The Parting Glass must rank as one of the most beautiful of Irish songs: a man rising from the company of his oldest friends and bidding them a final farewell. Sung at a funeral, it is a moving lament. The song opens:
Of all the money that e’er I spent
I spent it in good company
And all the harm that e’er I’ve done
Alas, it was to none but me
And all I’ve done for want of wit
To mem’ry now I can’t recall
So fill to me the parting glass
Good night and joy be with you all.
Are we content if we have done no great harm to anyone but ourselves? Is there something deep within our psyche that finds joy in melancholy? Or are these stereotypes? Do they go with the sort of English humour that say, “The economic situation in England is serious but not hopeless, while the one in Ireland is hopeless but not serious”?
Are we bound forever to follow a tragic-comic script? Are we bound forever to Juno and the Paycock and Fluther, and all the stage Irish figures?
Writing in last weekend’s Financial Times, columnist Matthew Engel seems able to find a resilience worthy of the pages of O’Casey. Engel visits a housing development in Co Meath where the remaining houses have been sold at a knockdown price:
. . . perhaps one difference between Ireland’s crash and everyone else’s is that here cheerfulness has a habit of breaking through the clouds. The Irish are used to being put-upon; prosperity was just a brief blip.

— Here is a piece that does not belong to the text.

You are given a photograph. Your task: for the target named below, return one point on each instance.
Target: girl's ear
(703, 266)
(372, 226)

“Oh, well,” said one Athlumney Wood resident, taxi driver Stephen Byrne, “win some, lose some. I’ll get it back some time. I have to be an optimist in my job. I get enough doom and gloom listening to people all day.” His neighbour Davitt Ward has been trying to sell since August. He shrugged, too: “The way I see it, the less this is worth, the less I’ll have to pay for a new one.”
Unlike anyone else’s, the Irish boom was essentially construction-led, and places like Athlumney Wood are the new Ireland. And sometimes it seems as though the old Ireland has gone completely. The bars are smoke-free and sanitised and increasingly deserted. The churches are scandal-stained, and also increasingly deserted. In Dublin, people seem as brittle and bad-tempered as in London. The papers are filled with crime stories. But maybe there are a few smiles left.

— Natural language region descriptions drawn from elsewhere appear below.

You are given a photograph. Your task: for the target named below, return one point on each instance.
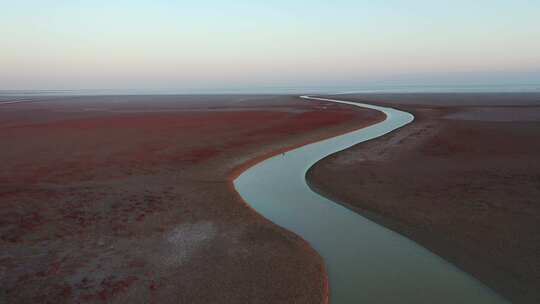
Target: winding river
(366, 262)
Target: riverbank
(462, 181)
(128, 199)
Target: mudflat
(463, 180)
(128, 199)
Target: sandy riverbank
(128, 199)
(462, 180)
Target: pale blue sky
(202, 44)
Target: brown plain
(128, 199)
(463, 180)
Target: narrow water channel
(366, 262)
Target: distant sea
(522, 88)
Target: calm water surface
(366, 262)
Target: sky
(212, 45)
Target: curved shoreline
(309, 212)
(238, 170)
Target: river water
(366, 262)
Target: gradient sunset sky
(198, 45)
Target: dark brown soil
(128, 199)
(463, 180)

“Maybe there are a few smiles left”, hasn’t that blessing been also a curse? Hasn’t it led to an air of resignation in which people have accepted appalling government, cronyism, corruption and clericalism? Why must the man’s friends drink a ‘parting glass’? Because he’s going away. Generation after generation went away because there was nothing for them. David McWilliams wrote in the Sunday Business Post:
We -that is, my generation – don’t want to be the first Irish people who have had to emigrate twice in their working lifetime. Those who were born in the mid1960s to mid-1970s face the very real prospect of having emigrated in the 1980s and early 1990s, coming back in the late 1990s and early ‘noughties’, and now having to go away again.
The Parting Glass is a fine song, but a grim reality. But O’Casey’s script only applies if we are prepared to say the lines, maybe there is no longer an inclination to smile at everything. Maybe Engel’s ‘brittle and bad-tempered Dubliners’ are a first sign that Irish people will no longer accept second best.